I think of how hard it is to cultivate peace within. We stir up around this, and then, that. What is it to settle into the deep inner flame of peace?
We've been enjoying a fire each night. I sit and watch the flames, light candles to reinforce the power of fire, fire large or small.
Tenderness lives inside me these days, tender nibbles of wanting to understand and then knowing I have to let that wanting go, and just be, like flakes of snow that may melt, or gather together in strength. We made snowmen when I was a child, and sometimes, a snow fort. We'd toss snowballs back and forth. We had our teams, those inside the fort, and those out. I think of that now, wanting a world that doesn't need forts, and yet, a raccoon keeps making its ways inside our downstairs, tearing apart each barrier I erect.
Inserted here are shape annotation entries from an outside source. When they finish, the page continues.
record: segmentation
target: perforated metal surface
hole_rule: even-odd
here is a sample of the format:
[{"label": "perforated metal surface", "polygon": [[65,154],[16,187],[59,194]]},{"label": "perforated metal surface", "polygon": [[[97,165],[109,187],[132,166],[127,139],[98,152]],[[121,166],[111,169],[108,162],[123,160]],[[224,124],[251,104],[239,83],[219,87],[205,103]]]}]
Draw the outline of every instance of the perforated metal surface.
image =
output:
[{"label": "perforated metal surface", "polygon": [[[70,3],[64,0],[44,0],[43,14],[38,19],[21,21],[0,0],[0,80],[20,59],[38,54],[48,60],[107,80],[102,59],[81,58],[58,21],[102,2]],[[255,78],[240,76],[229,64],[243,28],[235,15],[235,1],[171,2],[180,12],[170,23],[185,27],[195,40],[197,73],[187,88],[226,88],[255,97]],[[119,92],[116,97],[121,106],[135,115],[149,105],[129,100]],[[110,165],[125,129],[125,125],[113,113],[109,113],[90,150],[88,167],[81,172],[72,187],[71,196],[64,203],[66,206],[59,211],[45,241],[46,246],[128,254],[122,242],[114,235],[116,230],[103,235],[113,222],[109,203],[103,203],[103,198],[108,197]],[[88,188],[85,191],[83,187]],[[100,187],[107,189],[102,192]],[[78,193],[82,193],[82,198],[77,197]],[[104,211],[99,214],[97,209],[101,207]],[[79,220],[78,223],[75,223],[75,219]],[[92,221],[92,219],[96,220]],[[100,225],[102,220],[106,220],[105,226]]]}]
Do I accept, or become a little more cunning in saying that the inside of my house is for those I choose, including my cats, which does not mean Mr. or Mrs. Raccoon is also welcome inside. I know the raccoon doesn't understand since doors stood open in the summer, and it's clear he or she went in and out. Does it matter? I don't really know. All is so peaceful right now, so quiet as I look out on sun and pyracantha berries still turning to ripe.
We saw the movie Trumbo on Sunday. I recommend it. Trumbo was an inspiring man, a man to follow and admire, especially in these times when groups of people are labeled and maligned. See Trumbo, and let peace roll through your portals and entries today.
What is there to cultivate within? A place for the elements to rest, and if those elements include a raccoon, well, then, consider what it is to be cold and hungry and wear a mask.